A nice gesture

April 14, 1999

Frederick Denny's article on "Postures and Gestures" in The Encyclopedia of Religion may contribute to your survival in our uncivil society. Denny says there are religious gestures that communicate "adoration, affirmation, blessing, consecration, curse, gratitude, greeting, humility, invocation, meditation, mourning, oath taking, penitence, pleading, praise, prayer, protection, remorse, reverence, sorrow, and submission."

Where are these relevant outside of houses of worship? On traffic-clotted streets that induce road rage. John Tierney, in "Inventing a Hand Signal to Offset the Classic Gesture of Road Rage" (in the New York Times), reports on the need for gentler gestures. So contagious is road rage that I suspect that when an Amish buggy driver cuts off another Amish buggy, he'll see a familiar threatening gesture.

"Now that civility is coming back into fashion, New Yorkers could use a new signal," Tierney says. Traffic engineer Samuel I. Schwartz has suggestions. He tried the peace sign, flashing two fingers in a "V," but some resented its political connotations. Other drivers saw only one finger and got really mad. So Schwartz tried tapping a finger to his forehead, as if to say, "How thoughtless of me! I'm sorry!"

David Givens of Spokane, an expert on nonverbal communication, says the head-tapping gesture doesn't translate well into all cultures. In some places it means "I'm crazy"--so who would want to be on the road with you? In France, it means you think your companion is stubborn.

Givens has invented the Bowing Thumb Waggle. Earlier reptilian life forms bowed to show their submission. Feel meek or friendly and your old reptilian brain circuits will lead you, in any culture, to shrug your shoulders, turn your palms up and show submission. You show that you are helpless, contrite.

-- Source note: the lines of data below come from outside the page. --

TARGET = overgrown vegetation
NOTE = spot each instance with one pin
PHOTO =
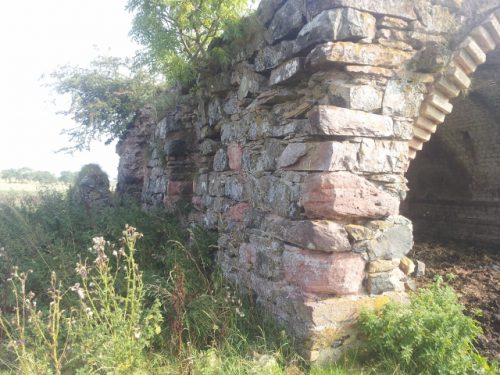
(75, 311)
(30, 175)
(181, 39)
(105, 98)
(176, 34)
(430, 335)
(159, 304)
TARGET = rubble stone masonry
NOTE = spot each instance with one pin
(297, 154)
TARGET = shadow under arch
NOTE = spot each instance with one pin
(454, 180)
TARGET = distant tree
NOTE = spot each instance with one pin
(104, 98)
(25, 174)
(67, 177)
(177, 33)
(43, 177)
(10, 174)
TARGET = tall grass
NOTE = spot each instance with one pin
(205, 326)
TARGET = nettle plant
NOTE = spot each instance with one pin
(430, 335)
(108, 329)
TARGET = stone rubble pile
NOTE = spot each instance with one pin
(297, 155)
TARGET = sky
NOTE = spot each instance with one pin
(35, 38)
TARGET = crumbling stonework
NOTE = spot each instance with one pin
(91, 187)
(297, 155)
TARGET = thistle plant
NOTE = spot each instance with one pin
(107, 330)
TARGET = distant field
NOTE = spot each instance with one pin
(14, 190)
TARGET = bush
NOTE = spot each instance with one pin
(431, 335)
(206, 328)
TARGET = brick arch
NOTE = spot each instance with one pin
(455, 79)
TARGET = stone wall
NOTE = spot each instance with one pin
(297, 154)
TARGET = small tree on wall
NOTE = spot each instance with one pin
(104, 98)
(176, 33)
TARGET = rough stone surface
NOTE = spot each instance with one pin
(336, 273)
(345, 195)
(288, 71)
(331, 120)
(235, 153)
(336, 25)
(320, 235)
(386, 282)
(394, 242)
(271, 56)
(364, 97)
(419, 269)
(287, 21)
(406, 265)
(220, 161)
(297, 158)
(346, 53)
(92, 187)
(398, 8)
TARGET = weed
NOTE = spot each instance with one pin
(431, 335)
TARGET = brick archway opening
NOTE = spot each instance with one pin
(454, 181)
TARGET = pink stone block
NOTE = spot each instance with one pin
(179, 187)
(315, 272)
(339, 195)
(197, 202)
(237, 212)
(234, 153)
(247, 256)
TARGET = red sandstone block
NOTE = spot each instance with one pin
(247, 255)
(316, 272)
(345, 195)
(237, 212)
(234, 153)
(179, 188)
(319, 235)
(197, 202)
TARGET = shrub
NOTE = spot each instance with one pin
(431, 335)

Givens adapts that move in his new friendly gesture. Display your open palm and wave gently with your fingers spread and your thumb folded across your palm. "I mean no harm," says that open palm and poor thumbless hand. You've apologized. You're home free in the fast lane.

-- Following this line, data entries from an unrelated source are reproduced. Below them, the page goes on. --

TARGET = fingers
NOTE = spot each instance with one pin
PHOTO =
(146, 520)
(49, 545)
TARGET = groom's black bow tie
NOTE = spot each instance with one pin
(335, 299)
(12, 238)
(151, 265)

The problem is, it takes one hand off the wheel, perhaps at a crucial moment. Here is where Denny helps. Why not call on the reconciling power of religious faith? You cut someone off on the road. Quickly scan her/his face. Does the enraged one look Muslim, Buddhist, Hindu or Christian? Religion ought to be of help in a crisis. But so often our hopes get disappointed. Religious gestures are confusing.

My instinct would be to raise my hand in blessing. Yet one set of Christians blesses with two fingers, another with three, and another with the full hand looking like a slightly pitched tent roof. Use the wrong blessing and you might evoke centuries-old Christian tribal warfare. To cut down on road rage, I suggest simply letting oneself be blessed and ecumenically accepting all Christian-crossed blessings, Jewish Aaronic benedictions or anything else that bodes well for peace on the road.

The reportory of options is large; you might try things other than hand gestures. But be careful. Denny says that ancient and modern Greek religious and magical customs call for one to spit into the eye of a close relative to "prove the absence of evil-eye intentions." Make sure she's a very close relative before trying that, even in newly civil New York.